I just dnf BEQ’s (only had to google NEELY, and that opened it up for me). Oh, and the heads up about THE GIRL FROM IPANEMA didn’t hurt, but I usually get that one.
I liked that LAT and PEC were so close. With ANTACIDS, I really wanted “gas” instead of AN O! Loved the cluing for HANGOVER, STET, and I’M EASY. DAZE right above BLAZE – how elegant. Also liked the HANGOVER/HOW SAD cross and IT CAN’T BE sharing the grid with IT IS SO.
LIN reminded me of Gareth’s; someone else at Rex said it – early on I was looking for some kind of LIN theme with OCEAN LINER and MOULIN ROUGE.
Great puzzle, BEQ! You had me at CASH CAB!
Help on BEQ’s….orkan? for “Orson, famously” I can only think of Orson Welles. Google didn’t help.
mmespeer – Wasn’t he a friend of Mork’s from the planet Ork? Or Mork’s boss, maybe?
@loren smith, That’s probably it. I don’t remember much from that sitcom, but that would seem to fit. Thanks.
Bruce, Amy and Gareth are all correct about Kiev… but it still doesn’t make it a Russian city (Soviet – yes).
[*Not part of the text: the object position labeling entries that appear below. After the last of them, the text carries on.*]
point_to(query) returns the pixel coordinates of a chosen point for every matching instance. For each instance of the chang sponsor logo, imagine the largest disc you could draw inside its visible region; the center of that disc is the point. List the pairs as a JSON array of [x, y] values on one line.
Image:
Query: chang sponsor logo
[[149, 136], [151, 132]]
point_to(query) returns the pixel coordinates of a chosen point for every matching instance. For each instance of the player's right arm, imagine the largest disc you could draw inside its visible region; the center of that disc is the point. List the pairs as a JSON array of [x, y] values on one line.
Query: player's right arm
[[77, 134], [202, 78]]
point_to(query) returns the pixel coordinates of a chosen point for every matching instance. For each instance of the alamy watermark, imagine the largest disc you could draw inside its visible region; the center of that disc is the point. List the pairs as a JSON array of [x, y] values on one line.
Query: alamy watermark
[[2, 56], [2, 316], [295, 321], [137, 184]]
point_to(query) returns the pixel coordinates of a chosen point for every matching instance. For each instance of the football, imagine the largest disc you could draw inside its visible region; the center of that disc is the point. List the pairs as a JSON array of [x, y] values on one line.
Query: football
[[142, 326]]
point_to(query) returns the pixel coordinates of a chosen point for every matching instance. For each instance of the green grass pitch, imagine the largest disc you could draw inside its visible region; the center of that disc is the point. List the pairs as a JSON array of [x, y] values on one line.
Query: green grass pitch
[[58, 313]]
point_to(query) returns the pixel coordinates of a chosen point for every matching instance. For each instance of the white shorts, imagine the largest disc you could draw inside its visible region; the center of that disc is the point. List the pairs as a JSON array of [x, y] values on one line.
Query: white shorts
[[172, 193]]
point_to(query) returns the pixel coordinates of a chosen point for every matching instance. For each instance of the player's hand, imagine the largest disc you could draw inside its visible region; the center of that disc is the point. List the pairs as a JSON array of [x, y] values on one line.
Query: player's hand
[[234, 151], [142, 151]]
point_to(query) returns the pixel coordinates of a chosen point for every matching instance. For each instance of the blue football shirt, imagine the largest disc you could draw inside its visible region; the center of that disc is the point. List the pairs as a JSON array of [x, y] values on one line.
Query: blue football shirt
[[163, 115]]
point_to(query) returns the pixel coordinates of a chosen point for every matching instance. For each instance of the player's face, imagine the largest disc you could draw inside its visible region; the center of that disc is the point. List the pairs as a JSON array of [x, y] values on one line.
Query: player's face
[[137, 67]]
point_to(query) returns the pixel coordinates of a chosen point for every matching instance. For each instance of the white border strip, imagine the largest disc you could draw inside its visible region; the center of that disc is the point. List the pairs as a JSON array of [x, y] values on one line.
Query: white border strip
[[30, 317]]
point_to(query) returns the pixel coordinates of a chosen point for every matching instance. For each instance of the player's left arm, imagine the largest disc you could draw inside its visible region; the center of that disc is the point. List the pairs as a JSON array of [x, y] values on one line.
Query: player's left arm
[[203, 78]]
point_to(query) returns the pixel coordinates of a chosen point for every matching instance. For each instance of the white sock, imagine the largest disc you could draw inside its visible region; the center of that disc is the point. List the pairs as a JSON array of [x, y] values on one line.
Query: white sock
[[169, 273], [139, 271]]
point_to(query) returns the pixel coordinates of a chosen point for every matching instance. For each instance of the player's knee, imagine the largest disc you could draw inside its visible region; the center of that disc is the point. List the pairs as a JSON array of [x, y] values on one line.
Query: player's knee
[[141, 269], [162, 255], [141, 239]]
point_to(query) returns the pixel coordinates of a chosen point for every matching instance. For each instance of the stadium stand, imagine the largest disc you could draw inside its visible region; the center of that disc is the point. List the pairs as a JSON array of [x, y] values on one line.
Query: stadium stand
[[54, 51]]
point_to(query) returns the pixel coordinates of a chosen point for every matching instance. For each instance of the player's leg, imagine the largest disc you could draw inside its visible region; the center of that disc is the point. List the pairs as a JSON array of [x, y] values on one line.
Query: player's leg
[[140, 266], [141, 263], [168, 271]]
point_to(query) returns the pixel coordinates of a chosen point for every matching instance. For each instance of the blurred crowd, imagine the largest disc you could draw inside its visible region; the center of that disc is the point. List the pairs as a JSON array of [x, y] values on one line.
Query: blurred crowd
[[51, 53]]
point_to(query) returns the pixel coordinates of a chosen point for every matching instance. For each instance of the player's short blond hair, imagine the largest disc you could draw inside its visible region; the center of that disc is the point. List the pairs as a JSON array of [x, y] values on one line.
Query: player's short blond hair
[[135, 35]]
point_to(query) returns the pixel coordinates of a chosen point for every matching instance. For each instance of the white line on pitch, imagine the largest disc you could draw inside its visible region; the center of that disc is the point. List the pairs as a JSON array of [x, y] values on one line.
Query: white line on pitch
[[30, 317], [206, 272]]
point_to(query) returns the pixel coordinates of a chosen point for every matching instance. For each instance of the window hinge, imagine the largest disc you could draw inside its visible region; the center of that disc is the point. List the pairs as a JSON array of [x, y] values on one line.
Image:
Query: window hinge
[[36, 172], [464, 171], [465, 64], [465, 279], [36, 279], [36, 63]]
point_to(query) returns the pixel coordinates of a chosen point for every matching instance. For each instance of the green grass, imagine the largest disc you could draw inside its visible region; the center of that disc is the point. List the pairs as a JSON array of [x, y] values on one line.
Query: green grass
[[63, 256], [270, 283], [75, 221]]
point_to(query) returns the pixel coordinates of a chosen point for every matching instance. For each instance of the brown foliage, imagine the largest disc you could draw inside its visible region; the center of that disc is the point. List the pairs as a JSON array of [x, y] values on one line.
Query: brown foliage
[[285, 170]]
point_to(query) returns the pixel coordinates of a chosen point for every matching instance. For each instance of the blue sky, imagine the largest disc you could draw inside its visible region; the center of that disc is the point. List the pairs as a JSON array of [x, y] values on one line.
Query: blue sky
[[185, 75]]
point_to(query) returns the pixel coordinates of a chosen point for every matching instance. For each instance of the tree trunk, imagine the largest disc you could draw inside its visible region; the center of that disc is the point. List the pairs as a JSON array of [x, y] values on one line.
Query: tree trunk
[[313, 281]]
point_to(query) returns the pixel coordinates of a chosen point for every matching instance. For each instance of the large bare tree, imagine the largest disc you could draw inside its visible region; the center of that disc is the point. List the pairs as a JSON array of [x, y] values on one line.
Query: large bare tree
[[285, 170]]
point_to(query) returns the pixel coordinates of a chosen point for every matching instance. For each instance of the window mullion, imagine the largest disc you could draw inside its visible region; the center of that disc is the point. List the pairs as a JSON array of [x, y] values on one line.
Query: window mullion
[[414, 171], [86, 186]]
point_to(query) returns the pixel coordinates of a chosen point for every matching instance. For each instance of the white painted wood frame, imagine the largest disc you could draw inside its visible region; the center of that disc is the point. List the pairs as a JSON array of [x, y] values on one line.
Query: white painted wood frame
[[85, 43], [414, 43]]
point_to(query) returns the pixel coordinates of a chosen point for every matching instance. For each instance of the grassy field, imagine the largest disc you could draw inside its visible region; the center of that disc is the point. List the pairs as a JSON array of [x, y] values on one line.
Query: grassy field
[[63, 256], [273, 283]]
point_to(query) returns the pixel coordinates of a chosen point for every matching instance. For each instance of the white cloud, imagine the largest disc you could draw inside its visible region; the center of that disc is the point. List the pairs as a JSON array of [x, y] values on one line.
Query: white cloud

Here’s more than you ever wanted to know – http://en.wikipedia.org/wiki/Kievan_Rus‘
And Chicken Kiev is French.
Boy, was I shocked just now when I opened Crossword Fiend. What happened to orange? What happened to the perfect site, which had been superseding all others for me? I guess there’s not that much difference from before, but it’s all too big. I like to see everything at once. I used “View” to make things smaller, but there’s a lot of space between contributions. And I hate having to manipulate anything. That’s why I don’t often visit the Times blog lately, except for Deb.
Did I miss the discussion of the redesign because of the Olympics? Can someone tell me when the discussion took place, or hasn’t it yet? Is this all because of the problems the site had last week?
Maybe I’ll get used to it. Amy and Dave, thanks for everything anyway.
“Mork calling Orson, come in Orson.”
It looks like the crossword times section has bit the dust. Too bad.